Methods and compositions for administration of iron for the treatment of restless leg syndrome

Abstract: The invention is directed to methods of treating Restless Leg Syndrome by administering iron complexes with specificed iron release rates or specified iron core size. (end of abstract)

Agent: Sonnenschein Nath & Rosenthal LLP - Chicago, IL, US
Inventors: Mary Jane Helenek, Marc L. Tokars, Richard P. Lawrence
USPTO Applicaton #: #20060116349 - Class: 514054000 (USPTO)
Related Patent Categories: Drug, Bio-affecting And Body Treating Compositions, Designated Organic Active Ingredient Containing (doai), O-glycoside, Polysaccharide

Methods and compositions for administration of iron for the treatment of restless leg syndrome description/claims

The Patent Description & Claims data below is from USPTO Patent Application 20060116349, Methods and compositions for administration of iron for the treatment of restless leg syndrome.
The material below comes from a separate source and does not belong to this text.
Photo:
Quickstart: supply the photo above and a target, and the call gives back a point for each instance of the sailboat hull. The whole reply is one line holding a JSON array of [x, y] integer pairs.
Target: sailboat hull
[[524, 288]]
Brief Patent Description - Full Patent Description - Patent Application Claims

CROSS-REFERENCE TO RELATED APPLICATIONS

[0001] This is a continuation-in-part of co-pending U.S. patent application Ser. No. 10/389,228, filed Mar. 14, 2003. The above reference is incorporated herein by reference in its entirety.

BACKGROUND

[0002] Restless Legs Syndrome

[0003] Victims seriously afflicted with Restless Leg Syndrome (RLS; also known as Ekbom's syndrome), are virtually unable to remain seated or even to stand still. Activities that require maintaining motor rest and limited cognitive stimulation, such as transportation (car, plane, train, etc.) or attending longer meetings, lectures, movies or other performances, become difficult if not impossible. Tortured by these sensations which become more severe at night, RLS patients find sleep to be virtually impossible, adding to the diminishing quality of their lives. The urge to move, which increases over periods of rest, can be completely dissipated by movement, such as walking. However, once movement ceases, symptoms return with increased intensity. If an RLS patient is forced to lie still, symptoms will continue to build like a loaded spring and, eventually, the legs will involuntary move, relieving symptoms immediately. Rhythmic or semi-rhythmic movements of the legs are observed if the patient attempts to remain laying down (Pollmacher and Schulz 1993). These movements are referred to as dyskinesias-while-awake (DWA) (Hening et al. 1986) or more commonly, periodic limb movements while awake (PLMW).

[0004] Clinically, RLS is indicated when four diagnostic criteria are met: (1) a sensation of an urge to move the limbs (usually the legs); (2) motor restlessness to reduce sensations; (3) when at rest, symptoms return or worsen; and (4) marked circadian variation in occurrence or severity of RLS symptoms; that is, symptoms worsen in the evening and at night (Allen and Earley 2001a). First recognized by Willis in 1685, RLS has been misunderstood and confused with periodic limb movements in sleep (PLMS; which may be a part of RLS, but does not define RLS), periodic limb movement disorder (PLMD; a sleep disorder) and nocturnal (or sleep) myoclonus (Allen and Earley 2001a).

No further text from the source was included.